Finding that his body on Mars is in perfect shape, Paxton meets and is menthored by Ras Thavas, an old Barsoomian surgeon conducting various organ transplant experiments. To fund his research, Thavas arranges to sell healthy young bodies to weathly citizens who wish to prolong their lives. Thavas basically swaps the brains of his clients with younger, healthier specimens.
Then Paxton (now renamed "Vad Varo" by Ras Thavas) falls in love with Valla Dia, the beautiful young woman whose body has been selected by the cruel and arrogant Xaxa, elderly Jeddara (Queen) of the city-state of Phundahl to prolong her life. After the procedure, and having learned how to perform the surgery himself, Paxton works out a plan to switch back both women's bodies with the help of rogue assassin Gor Hajus, the Phundahlian warrior Dar Tarus (who wants his own body back) and Hovan Du, a Barsoomian whose brain was transplanted into the body of a giant four-armed Martian White Ape.
But first they have to escape Ras Thavas and make their way into Phundahl, where the evil Xaxa awaits. And what important role does John Carter, Warlord of Barsoom (who's offstage for almost the whole book) get to play in all of this?

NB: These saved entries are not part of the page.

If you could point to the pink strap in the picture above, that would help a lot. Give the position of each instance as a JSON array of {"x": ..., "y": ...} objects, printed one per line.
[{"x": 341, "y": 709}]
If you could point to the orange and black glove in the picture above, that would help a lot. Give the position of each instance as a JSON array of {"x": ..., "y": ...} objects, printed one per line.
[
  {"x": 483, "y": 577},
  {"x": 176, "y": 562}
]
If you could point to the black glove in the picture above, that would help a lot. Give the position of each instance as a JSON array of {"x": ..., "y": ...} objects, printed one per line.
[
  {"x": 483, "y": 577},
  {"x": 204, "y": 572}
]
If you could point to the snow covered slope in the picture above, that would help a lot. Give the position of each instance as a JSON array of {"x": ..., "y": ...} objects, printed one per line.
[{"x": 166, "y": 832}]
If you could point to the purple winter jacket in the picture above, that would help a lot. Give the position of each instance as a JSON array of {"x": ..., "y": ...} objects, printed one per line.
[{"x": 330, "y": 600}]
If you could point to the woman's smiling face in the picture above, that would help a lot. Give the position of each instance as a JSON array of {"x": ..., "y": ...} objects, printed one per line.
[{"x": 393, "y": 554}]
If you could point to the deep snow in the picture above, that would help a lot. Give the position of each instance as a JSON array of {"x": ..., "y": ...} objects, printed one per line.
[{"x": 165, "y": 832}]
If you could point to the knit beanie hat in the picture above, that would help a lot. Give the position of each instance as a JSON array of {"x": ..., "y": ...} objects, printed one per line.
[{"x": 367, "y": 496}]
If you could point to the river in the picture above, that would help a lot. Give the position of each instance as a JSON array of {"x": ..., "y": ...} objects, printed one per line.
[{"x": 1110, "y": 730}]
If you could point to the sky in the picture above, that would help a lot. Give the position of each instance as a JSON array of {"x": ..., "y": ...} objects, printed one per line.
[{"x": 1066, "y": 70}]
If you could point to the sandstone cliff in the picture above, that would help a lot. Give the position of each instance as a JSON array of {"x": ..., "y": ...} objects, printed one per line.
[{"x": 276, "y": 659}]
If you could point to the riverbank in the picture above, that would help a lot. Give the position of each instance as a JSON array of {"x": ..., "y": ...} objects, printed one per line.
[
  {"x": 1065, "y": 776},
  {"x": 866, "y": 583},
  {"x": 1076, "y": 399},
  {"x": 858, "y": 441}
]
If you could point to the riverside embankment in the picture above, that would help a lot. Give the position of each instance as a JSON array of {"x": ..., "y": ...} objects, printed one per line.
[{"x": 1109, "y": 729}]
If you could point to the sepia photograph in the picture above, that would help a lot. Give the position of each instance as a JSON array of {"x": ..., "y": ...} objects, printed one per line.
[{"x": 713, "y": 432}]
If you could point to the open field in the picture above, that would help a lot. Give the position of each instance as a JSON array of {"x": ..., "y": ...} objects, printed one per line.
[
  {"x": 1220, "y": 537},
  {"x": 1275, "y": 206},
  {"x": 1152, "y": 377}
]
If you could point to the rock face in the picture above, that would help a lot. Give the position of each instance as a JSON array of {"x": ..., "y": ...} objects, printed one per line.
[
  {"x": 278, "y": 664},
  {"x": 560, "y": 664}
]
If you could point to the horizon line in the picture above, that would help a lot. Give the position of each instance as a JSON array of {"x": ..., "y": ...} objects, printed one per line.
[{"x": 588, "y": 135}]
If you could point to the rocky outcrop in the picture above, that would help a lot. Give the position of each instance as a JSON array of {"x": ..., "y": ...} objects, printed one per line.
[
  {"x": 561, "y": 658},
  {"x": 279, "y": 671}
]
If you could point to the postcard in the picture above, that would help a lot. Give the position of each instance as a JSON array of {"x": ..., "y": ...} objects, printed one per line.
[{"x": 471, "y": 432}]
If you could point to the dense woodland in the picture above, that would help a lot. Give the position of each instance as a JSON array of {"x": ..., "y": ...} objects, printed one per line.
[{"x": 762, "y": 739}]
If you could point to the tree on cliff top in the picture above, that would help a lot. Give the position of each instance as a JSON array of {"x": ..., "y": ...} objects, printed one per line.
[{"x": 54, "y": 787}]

More character and plot-orientated (at least in the first half) than previous installments in the series, Master Mind is a suspenseful and exciting adventure. When Paxton and company escape Ras Thavas and arrive in Phundahl, the usual sword fights and chase scenes (including an exciting one in mid-air) ensue.
As he did in The Gods of Mars, Burroughs also gets to take a poke at extreme religious fundamentalism with Phundahl's official religion, whose god is the all powerful Tur. The "Tur is Tur" exchange between Paxton and Dar Tarus in Chapter Ten is especially priceless and showcases the author's apt sense of humor.
The oddball brain transplant plot device does add a bizarre touch to the book (as depicted in the story, it's so easy that Paxton is able to learn and perform the procedure in a matter of weeks), but the book really gets going once our heroes flee from Ras Thavas.
The Master Mind of Mars is great fun. If you're a fan of the series, check it out!